Fine-tune Llama 2 using QLoRA and Deploy it on Amazon SageMaker with A …

In this post, we showcase fine-tuning a Llama 2 model using a Parameter-Efficient Fine-Tuning (PEFT) method and deploy the fine-tuned model on AWS Inferentia2. We use the AWS Neuron software development kit (SDK) to access the AWS Inferentia2 device and benefit from its high performance. We then use a large model inference container powered by Deep Java Library (DJLServing) as our model serving solution.
Solution overview
Efficient Fine-tuning Llama2 using QLoRa
The Llama 2 family of large language models (LLMs) is a collection of pre-trained and fine-tuned generative text models ranging in scale from 7 billion to 70 billion parameters. Llama 2 was pre-trained on 2 trillion tokens of data from publicly available sources. AWS customers sometimes choose to fine-tune Llama 2 models using customers’ own data to achieve better performance for downstream tasks. However, due to Llama 2 model’s large number of parameters, full fine-tuning could be prohibitively expensive and time consuming. Parameter-Efficient Fine-Tuning (PEFT) approach can address this problem by only fine-tune a small number of extra model parameters while freezing most parameters of the pre-trained model. For more information on PEFT, one can read this post. In this post, we use QLoRa to fine-tune a Llama 2 7B model.
Deploy a fine-tuned Model on Inf2 using Amazon SageMaker
AWS Inferentia2 is purpose-built machine learning (ML) accelerator designed for inference workloads and delivers high-performance at up to 40% lower cost for generative AI and LLM workloads over other inference optimized instances on AWS. In this post, we use Amazon Elastic Compute Cloud (Amazon EC2) Inf2 instance, featuring AWS Inferentia2, the second generation Inferentia2 accelerators, each containing two NeuronCores-v2. Each NeuronCore-v2 is an independent, heterogenous compute-unit, with four main engines: Tensor, Vector, Scalar, and GPSIMD engines.
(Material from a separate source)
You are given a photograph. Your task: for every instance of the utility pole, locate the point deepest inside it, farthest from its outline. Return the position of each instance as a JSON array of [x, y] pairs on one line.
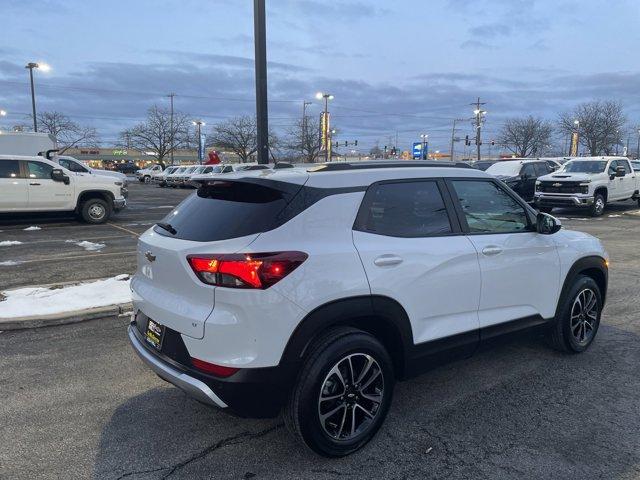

It includes an on-chip software-managed SRAM memory for maximizing data locality. Since several blogs on Inf2 has been published, the reader can refer to this post and our documentation for more information on Inf2.
To deploy models on Inf2, we need AWS Neuron SDK as the software layer running on top of the Inf2 hardware. AWS Neuron is the SDK used to run deep learning workloads on AWS Inferentia and AWS Trainium based instances. It enables end-to-end ML development lifecycle to build new models, train and optimize these models, and deploy them for production. AWS Neuron includes a deep learning compiler, runtime, and tools that are natively integrated with popular frameworks like TensorFlow and PyTorch. In this blog, we are going to use transformers-neuronx, which is part of the AWS Neuron SDK for transformer decoder inference workflows. It supports a range of popular models, including Llama 2.
To deploy models on Amazon SageMaker, we usually use a container that contains the required libraries, such as Neuron SDK and transformers-neuronx as well as the model serving component. Amazon SageMaker maintains deep learning containers (DLCs) with popular open source libraries for hosting large models. In this post, we use the Large Model Inference Container for Neuron. This container has everything you need to deploy your Llama 2 model on Inf2. For resources to get started with LMI on Amazon SageMaker, please refer to many of our existing posts (blog 1, blog 2, blog 3) on this topic. In short, you can run the container without writing any additional code. You can use the default handler for a seamless user experience and pass in one of the supported model names and any load time configurable parameters. This compiles and serve an LLM on an Inf2 instance. For example, to deploy OpenAssistant/llama2-13b-orca-8k-3319, you can provide the follow configuration (as file). In, we specify the model type as llama2-13b-orca-8k-3319, the batch size as 4, the tensor parallel degree as 2, and that is it. For the full list of configurable parameters, refer to All DJL configuration options.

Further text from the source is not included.